Construct a diagonal-1 gram matrix with given eigenvalues

Question

I got a question concerning positive semidefinite matrices. Given a positive semidefinite matrix $M\in \mathbb{R}^{n\times n}$, we know that its trace $\text{tr}(M)$ equals to the sum of its eigenvalues. Now I have a gram matrix $M\in \mathbb{R}^{n\times n}$ with $1$ as its diagonal elements. Then $$ \text{tr}(M) = \lambda_1 + \cdots +\lambda_n = n. $$ Here $\lambda_1\ge\cdots\ge\lambda_n$ are eigenvalues of $M$. We consider the converse of the problem: given $\mu_1\ge\cdots\ge\mu_n$, with $\sum_{i=1}^n \mu_i = n$, can we construct a diagonal-1 gram matrix with $\mu_1\ge\cdots\ge\mu_n$ as its eigenvalues?

My Trials:

1. For $n=2$ this is true, since the matrix \begin{pmatrix} 1 & a \\ a & 1 \end{pmatrix} has eigenvalues $1+a$ and $1-a$, for $a\in[-1,1]$. This might be useful for induction.

2. The diagonal-1 gram matrices form a convex, compact space(denoted by $T$). The mapping $\mathcal{A}:T\to U=\{\vec{\mu}\in\mathbb{R}^n:\sum_{i=1}^n\mu_i=n,~\mu_1\ge\cdots\ge\mu_n\ge0\}$, that sends $M$ to it ordered eigenvalues, is continuous. This shows that at least the $i$-th eigenvalue of $M$ can range from $1$ to $n$ for $i=1$, and $0$ to $n/i$ for $i\ge 1$ by intermediate value theorem . But seems hard for generalization. How to prove $\mathcal{A}$ is surjective?

3. An important characterization of eigenvalues is the Courant-Fisher theorem. I considered this but didn't get further inspiration.

4. $M = \Gamma'\Gamma$, where $\Gamma=[\gamma_1,\cdots,\gamma_n]$. Since the diagonal entries of $M$ are all one, $\|\gamma_i\|=1$. If we consider the quadratic form $\beta'M\beta$ with $\|\beta\|=1$, the resulting surface is an ellipsoid whose semi-axes are determined by the eigenvalues of $M$. This inspires me that there is a geometric correspondence between an arbitrary group of unit bases \in $\mathbb{R}^n$ and ellipsoids whose semis-axes satisfies the condition $\sum_{i=1}^n(1/a_i^2)=n$. So I guess this conclusion is very likely to be correct. Could anyone offer a rigorous proof? Thanks!

Answer 1

This can be proved to be correct via Schur-Horn's Theorem!! The majorization trick is so amazing. See the classic, Matrix Analysis!

Answer 2

I think your point 2 can be turned into a proof.
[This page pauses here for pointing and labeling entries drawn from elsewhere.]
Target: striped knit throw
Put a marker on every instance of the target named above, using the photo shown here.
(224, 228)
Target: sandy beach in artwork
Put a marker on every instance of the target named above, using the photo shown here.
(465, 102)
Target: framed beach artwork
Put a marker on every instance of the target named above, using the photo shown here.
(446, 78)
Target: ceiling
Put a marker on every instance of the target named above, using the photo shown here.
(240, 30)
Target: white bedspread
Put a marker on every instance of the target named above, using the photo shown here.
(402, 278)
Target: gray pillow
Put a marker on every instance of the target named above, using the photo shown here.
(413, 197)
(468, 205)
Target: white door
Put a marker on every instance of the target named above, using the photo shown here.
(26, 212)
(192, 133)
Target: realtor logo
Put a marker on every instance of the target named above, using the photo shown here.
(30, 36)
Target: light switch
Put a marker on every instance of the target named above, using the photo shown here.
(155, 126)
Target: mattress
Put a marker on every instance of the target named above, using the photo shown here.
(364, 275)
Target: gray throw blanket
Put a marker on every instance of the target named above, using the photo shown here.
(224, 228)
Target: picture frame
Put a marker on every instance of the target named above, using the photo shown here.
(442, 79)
Here is an sketch Let $T_n$ be the set of all Gram matrices with diagonal $1$. Since a gram matrix, is given by $[\langle v_i, v_j \rangle]_{i,j}$ for some set of vectors $v_j$ and we are assuming that $\| v_j \| = 1$, every gram matrix in $T$ is the image of $n$-points in the sphere $S^{n - 1}$. But, two sets of points $v_j$ and $w_j$ give the same gram matrix iff there is a transformation $S \in O(n)$ such that $w_j = S(v_j)$. Therefore we can identify the set of gram matrices $T_n$ with $$ \underbrace{S^{n-1} \times S^{n-1} \times ... S^{n-1}} _{n \mbox{ times}} \, / O(n) \to T_n. $$ That quotient is an space with an interior, the image under the quotient of the points in the sphere without geodesic co-linearities (you can think of this as the analogue in sphere geometry of being linearly independent). The codimension $1$ "faces" would be the point configurations in which all points lay in a geodesic submanifold of $S^{n-1}$ of codimension $1$, the same can be done for other codimensions. This will give you a $CW$-complex structure over the closure of the natural cross-section of the quotient. Now, if you want to apply the "intermediate value theorem" you need to see that the map $A: T \to U$ sends $\partial T$ surjectively on $\partial U$. If two sets have the same dimension and a continuous map is surjective in the boundary, then it is surjective. Now, you can apply induction from your point $1$, since the points in the boundary live in a product of spheres of dimension $n - 1$, the map $A{|}_{\partial T_n}$ can be identified with the map $A: T_{n-1} \to U_n$ (modulo renormalizing the simplex, so that the trace is $1$ and not $n$.